Noite fria e chuva fina. Tarde demais para uns, cedo o bastante para outros e para quem vive a espera do momento de ser feliz não existe a hora certa. O oceano vira uma poça d'água na frente de casa.
Tudo fechado. Parecia que a cidade tinha sido inabitada de propósito para que pudéssemos andar tranquilamente. O destino éramos nós dois em qualquer lugar e o ambiente parecia estar à espera de um espetáculo, um momento único que não poderia ser interrompido pelo caos cosmopolita.
Notei sua maquiagem, seu cabelo, o sorriso se abria e os olhos se fechavam. O perfume já não é o mesmo; Deus teve piedade, talvez não me segurasse. Muita coisa mudou.
Risadas foram conquistadas, um pouco de saudosismo e lembranças de um tempo que passou. O tempo não passou para ela. Mas o tempo foi injusto, que ao seu lado o relógio não teve pena e correu o quanto pode. O já vou indo foi interrompido pelo fica mais um pouco.
Como um adolescente que não encontra palavras certas, como uma criança que não conhece tantas palavras, como um adulto que escolhe demais o que falar, como um idoso que já ouviu de tudo e lamenta por quase tudo. Apequenei-me com tua presença, com tua voz e o seu novo perfume. Um refém.

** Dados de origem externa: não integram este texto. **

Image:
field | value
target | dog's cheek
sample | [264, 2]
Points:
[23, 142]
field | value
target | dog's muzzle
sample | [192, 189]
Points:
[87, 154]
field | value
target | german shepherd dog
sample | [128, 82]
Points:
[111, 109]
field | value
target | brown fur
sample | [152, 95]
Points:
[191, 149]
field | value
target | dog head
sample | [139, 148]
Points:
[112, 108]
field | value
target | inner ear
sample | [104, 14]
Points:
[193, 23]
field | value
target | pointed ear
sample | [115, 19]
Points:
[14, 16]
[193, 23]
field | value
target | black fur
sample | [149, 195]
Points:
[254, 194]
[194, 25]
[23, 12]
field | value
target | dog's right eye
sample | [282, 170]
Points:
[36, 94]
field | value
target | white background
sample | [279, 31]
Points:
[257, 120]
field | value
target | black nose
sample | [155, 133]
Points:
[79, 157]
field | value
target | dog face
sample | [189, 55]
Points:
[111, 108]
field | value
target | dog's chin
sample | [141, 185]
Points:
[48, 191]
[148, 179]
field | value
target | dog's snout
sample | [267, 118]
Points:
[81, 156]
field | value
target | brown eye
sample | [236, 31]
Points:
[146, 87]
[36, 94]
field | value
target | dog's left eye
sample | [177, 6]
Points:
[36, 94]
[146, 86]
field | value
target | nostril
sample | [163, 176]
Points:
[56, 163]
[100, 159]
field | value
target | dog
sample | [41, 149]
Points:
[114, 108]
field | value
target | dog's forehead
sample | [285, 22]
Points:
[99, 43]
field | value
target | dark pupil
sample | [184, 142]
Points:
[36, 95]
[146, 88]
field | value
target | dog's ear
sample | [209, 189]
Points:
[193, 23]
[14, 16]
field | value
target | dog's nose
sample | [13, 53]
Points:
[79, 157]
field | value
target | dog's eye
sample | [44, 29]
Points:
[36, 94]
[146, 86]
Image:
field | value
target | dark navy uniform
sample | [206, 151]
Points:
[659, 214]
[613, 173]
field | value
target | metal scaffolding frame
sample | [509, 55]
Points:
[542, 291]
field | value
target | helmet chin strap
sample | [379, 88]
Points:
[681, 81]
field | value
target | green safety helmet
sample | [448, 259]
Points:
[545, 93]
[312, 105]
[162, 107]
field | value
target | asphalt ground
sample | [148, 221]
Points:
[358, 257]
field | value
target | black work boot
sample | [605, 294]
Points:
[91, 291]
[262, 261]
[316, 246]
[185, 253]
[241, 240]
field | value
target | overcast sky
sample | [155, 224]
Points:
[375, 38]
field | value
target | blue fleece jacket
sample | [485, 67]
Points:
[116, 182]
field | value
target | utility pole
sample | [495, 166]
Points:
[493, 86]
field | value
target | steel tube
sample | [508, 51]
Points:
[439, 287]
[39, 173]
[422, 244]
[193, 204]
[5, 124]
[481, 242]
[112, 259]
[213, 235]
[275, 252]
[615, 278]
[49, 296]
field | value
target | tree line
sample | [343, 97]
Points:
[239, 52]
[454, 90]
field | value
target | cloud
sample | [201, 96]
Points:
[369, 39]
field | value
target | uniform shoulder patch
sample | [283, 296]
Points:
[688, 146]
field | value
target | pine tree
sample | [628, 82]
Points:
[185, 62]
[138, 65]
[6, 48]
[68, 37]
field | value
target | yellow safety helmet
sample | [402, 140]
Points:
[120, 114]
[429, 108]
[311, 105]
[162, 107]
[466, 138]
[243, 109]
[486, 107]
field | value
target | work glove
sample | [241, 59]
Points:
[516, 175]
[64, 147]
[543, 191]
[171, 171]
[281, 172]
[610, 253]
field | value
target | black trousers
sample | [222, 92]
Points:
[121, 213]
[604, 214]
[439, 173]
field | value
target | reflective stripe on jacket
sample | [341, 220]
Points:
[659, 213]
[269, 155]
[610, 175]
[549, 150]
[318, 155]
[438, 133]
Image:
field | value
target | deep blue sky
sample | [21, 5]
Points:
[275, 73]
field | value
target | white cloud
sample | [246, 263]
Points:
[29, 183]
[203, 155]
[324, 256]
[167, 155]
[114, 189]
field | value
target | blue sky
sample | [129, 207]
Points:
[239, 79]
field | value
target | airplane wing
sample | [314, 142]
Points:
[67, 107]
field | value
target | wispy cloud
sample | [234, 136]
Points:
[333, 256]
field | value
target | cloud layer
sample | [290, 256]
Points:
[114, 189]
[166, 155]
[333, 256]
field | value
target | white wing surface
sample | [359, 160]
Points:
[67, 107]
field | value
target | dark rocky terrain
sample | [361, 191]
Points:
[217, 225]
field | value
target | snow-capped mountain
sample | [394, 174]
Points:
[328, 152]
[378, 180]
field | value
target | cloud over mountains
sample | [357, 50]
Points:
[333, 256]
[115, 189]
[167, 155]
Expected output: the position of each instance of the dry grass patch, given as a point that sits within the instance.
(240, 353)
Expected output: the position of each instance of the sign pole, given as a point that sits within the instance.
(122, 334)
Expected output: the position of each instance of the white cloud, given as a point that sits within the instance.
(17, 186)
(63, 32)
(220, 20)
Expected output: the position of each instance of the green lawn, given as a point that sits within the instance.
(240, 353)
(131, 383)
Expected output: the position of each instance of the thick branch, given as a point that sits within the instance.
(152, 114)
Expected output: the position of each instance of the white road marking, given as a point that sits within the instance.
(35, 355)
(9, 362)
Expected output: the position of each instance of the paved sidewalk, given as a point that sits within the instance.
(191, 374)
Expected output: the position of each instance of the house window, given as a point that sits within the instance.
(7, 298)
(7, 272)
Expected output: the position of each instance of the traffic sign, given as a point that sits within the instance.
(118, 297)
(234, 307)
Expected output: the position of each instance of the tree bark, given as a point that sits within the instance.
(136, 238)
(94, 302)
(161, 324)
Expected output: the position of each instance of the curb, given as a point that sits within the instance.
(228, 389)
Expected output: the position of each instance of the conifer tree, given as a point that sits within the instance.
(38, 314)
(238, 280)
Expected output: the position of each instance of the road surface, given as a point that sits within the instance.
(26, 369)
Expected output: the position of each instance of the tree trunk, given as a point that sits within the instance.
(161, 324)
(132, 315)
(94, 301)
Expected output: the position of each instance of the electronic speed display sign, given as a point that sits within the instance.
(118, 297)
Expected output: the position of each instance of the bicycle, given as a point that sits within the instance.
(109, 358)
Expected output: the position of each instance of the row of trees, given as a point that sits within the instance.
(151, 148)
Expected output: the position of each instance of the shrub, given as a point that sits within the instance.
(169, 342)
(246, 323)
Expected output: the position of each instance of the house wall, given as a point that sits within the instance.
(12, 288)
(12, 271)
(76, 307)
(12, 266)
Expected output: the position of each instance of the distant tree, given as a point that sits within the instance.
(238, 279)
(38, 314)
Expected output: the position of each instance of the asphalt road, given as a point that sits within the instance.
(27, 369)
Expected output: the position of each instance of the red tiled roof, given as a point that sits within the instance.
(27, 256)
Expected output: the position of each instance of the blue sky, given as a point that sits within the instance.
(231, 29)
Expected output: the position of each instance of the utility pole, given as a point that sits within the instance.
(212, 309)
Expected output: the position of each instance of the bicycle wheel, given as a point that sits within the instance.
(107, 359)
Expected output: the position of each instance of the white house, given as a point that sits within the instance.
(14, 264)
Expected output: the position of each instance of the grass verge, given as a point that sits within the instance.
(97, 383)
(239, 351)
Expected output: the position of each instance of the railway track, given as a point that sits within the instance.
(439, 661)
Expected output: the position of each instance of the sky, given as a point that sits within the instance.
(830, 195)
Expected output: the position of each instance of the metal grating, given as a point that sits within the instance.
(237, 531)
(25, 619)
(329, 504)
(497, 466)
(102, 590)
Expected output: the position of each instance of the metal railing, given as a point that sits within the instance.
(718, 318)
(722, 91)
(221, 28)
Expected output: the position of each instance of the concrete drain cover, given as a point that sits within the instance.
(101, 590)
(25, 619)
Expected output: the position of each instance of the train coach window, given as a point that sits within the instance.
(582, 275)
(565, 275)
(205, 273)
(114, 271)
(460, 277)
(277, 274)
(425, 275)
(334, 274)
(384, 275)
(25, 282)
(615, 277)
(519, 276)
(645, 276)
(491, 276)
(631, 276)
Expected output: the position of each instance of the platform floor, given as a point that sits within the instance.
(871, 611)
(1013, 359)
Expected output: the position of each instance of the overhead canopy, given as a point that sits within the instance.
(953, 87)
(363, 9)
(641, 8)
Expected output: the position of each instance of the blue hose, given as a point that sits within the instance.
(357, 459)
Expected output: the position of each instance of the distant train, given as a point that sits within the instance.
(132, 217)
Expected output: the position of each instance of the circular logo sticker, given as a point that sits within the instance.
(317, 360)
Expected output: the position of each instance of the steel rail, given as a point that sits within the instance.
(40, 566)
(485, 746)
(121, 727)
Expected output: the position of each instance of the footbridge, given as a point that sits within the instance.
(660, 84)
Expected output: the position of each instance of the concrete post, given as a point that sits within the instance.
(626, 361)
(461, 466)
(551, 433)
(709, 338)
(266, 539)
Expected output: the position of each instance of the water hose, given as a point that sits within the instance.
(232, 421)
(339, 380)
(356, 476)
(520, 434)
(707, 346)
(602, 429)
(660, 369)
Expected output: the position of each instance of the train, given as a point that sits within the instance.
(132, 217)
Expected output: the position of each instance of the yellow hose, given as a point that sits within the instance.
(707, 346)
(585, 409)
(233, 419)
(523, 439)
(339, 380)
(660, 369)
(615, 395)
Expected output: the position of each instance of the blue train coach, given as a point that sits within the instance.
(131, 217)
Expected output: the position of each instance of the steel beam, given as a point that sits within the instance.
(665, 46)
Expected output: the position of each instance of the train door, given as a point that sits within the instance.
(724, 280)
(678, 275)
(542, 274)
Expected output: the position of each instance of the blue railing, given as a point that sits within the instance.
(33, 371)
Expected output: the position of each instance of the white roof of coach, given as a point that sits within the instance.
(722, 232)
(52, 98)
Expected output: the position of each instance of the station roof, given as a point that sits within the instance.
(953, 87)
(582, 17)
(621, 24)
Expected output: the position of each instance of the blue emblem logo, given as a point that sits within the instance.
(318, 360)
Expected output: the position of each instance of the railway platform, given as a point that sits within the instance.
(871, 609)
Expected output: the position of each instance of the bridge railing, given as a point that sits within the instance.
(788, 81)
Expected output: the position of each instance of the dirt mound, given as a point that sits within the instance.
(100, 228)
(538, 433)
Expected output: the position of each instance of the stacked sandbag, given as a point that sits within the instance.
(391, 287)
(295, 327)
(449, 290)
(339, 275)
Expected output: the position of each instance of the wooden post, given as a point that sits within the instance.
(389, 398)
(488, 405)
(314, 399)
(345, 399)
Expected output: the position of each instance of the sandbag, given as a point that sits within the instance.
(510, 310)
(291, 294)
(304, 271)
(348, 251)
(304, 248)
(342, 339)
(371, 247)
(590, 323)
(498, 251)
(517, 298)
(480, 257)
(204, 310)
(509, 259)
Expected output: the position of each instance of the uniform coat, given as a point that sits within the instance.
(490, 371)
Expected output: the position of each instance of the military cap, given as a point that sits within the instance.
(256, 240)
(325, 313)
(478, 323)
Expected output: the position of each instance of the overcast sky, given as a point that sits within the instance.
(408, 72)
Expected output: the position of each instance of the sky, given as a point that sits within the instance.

Um súdito que ouviu calado a sua rainha, um paciente quando ouve atentamente sua analista, um filho obediente que ouve sua mãe, o aluno dedicado ao ouvir a sua professora. Observei, gravei cada palavra, sendo que nenhuma com embargo na garganta. Fluiu naturalmente.
Mas os olhos também dizem, às vezes mais que a boca. Ainda tinha brilho lá dentro, pensei que fossem lágrimas, então esperei elas caírem. Nenhuma gota. Mas eu percebi, diziam algo diferente do que eu ouvia. Ficará bem guardado.
Fiquei a espera do abraço que timidamente foi negado, mas o brilho nos olhos ainda era possível ver. Estavam lá. Angústia, tristeza, raiva, ressentimento ou qualquer outra inquietação. Contei os passos até o portão. Foram quatorze. Daí para dentro eu já não sei mais nada.